Taylor warned seminar participants that their industry, especially if it doesn’t do a better job of communicating with the public about oilfield water use, “will see a lot more ‘Capstones.’ ” In a preliminary report released in April, an Alberta Environment advisory committee looking at water use recommended that the oil and gas sector continue taking steps to voluntarily cut back on freshwater in all its operations.

But the multi-stakeholder committee, which includes industry and environmental group representatives, stopped short of recommending a mandatory provincewide cap on the industry’s fresh water usage.

The committee is scheduled to submit its final recommendations by late summer or early fall, Taylor said.

“What I want to see are some concrete goals to actually reduce (oilfield) injection of potable water,” he said.

But some industry speakers at the seminar challenged the public perception that the oil and gas sector is using a lot of freshwater.

Less than one per cent of all fresh-water allocated by the province is actually being used for enhanced oil recovery, said Stuart Lunn, an environmental scientist with Imperial Oil Resources. In 2001, oil and gas companies pumped just over 37 million cubic metres of freshwater down wells, a fraction of the total 9.4 billion cubic metres of water allocated in the province.

In comparison, the agricultural sector is allocated nearly 45 per cent of the water in Alberta, Lunn said.

“By far the largest water user in the province is irrigation.”

His analysis found that oilfield injection used only 0.15 per cent of the total freshwater allocated in southern Alberta water basins and about three per cent of the total allocation in northern basins.

Lunn said it wouldn’t make sense for the government to target only the oil and gas industry for cutting back on freshwater usage, since the sector uses a relatively small amount of the resource.

Taylor acknowledged that “Alberta Environment does recognize that the oil industry does not use a lot of water.”

The industry also contributed more than $7 billion in oil and gas royalties to the province last year, he noted. This year’s royalties could be in excess of $8 billion – or more than one-third of the provincial budget, he added.

But unless the petroleum and other industries reduce their usage of fresh- water, Alberta won’t have sufficient water supplies in 10 to 20 years to sustain a growing population while still protecting the health of its rivers and lakes, Taylor said.

The government’s long-term water management strategy aims for a 30-per-cent reduction in total water usage across Alberta by 2015.

Taylor said he’ll ask the new provincial water advisory council, whose 24 members were announced at the end of May, to set water-conservation targets for all water-using sectors in the province.

Along with oilfield injection, the use of freshwater by oilsands operations is also coming under greater public scrutiny.

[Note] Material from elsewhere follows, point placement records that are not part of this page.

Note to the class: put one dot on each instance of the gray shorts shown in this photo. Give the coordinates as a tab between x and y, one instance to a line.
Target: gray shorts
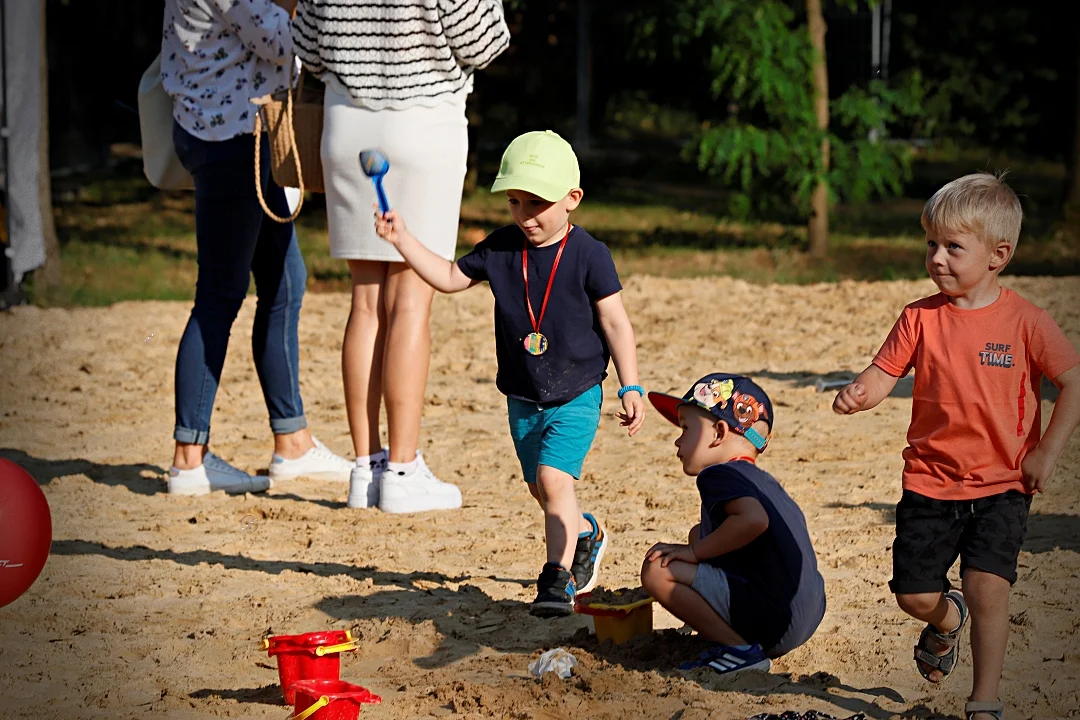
712	584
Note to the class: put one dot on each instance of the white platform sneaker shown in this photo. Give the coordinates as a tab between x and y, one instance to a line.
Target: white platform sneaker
319	463
418	491
214	474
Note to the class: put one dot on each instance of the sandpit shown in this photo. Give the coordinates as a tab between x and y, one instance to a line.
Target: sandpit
153	606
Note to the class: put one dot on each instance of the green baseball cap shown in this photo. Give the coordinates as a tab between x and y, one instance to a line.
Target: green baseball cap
539	162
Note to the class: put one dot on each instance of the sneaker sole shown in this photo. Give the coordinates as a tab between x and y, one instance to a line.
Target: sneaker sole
596	566
336	476
764	666
551	609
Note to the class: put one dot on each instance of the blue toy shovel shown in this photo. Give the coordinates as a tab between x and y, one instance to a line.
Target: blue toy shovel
375	165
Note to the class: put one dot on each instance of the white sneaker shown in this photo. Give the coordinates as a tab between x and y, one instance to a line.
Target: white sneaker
214	474
364	484
418	491
319	463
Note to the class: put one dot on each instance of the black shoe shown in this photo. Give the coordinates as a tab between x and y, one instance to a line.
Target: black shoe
588	557
555	593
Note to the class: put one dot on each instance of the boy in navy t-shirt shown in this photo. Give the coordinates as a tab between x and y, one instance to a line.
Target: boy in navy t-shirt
747	578
558	317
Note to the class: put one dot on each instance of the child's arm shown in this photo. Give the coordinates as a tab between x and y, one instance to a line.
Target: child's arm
620	338
746	520
444	275
1039	463
872	386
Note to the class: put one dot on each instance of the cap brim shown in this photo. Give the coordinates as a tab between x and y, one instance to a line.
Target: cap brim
552	193
666	406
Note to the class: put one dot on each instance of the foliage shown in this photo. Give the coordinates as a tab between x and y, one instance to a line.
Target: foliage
765	140
988	76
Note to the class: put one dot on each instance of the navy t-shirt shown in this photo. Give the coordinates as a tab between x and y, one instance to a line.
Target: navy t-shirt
777	592
577	354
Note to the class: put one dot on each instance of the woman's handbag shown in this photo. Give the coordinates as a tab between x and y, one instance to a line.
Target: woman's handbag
294	123
160	163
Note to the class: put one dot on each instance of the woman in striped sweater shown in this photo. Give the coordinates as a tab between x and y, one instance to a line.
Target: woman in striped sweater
396	76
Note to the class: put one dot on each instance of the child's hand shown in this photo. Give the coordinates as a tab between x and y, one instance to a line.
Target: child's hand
667	552
389	226
633	411
1037	466
850	399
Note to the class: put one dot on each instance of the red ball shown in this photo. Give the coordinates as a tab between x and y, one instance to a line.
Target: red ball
26	531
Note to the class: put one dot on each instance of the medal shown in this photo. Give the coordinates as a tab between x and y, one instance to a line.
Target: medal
535	342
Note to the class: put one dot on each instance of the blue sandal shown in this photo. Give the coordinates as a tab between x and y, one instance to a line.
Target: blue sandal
728	660
926	661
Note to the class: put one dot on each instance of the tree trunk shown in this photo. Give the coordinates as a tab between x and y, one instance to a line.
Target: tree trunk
818	225
50	275
1072	192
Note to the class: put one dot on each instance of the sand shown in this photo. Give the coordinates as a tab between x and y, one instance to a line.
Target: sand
152	606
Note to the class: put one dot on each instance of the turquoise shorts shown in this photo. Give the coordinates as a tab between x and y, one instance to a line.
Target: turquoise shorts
554	435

Ron Pauls, senior associate, environment for Syncrude Canada Ltd., says existing and approved oilsands mines near Fort McMurray are now allocated 1.6 per cent of the mean annual flow in the Athabasca River. Planned oilsands development will nearly double this allocation to 2.9 per cent by 2015.

Oilsands operators are working with other regional stakeholders on studies to determine by the end of next year the minimum flow needed in the Athabasca River to protect the aquatic ecosystem.

Depending on where that limit is set, it could affect production by existing oilsands plants and limit future development, Pauls said.

Syncrude, he noted, now obtains 79 per cent of the water for its operations by recycling and reusing water from its mine tailings storage ponds, and only 21 per cent is freshwater.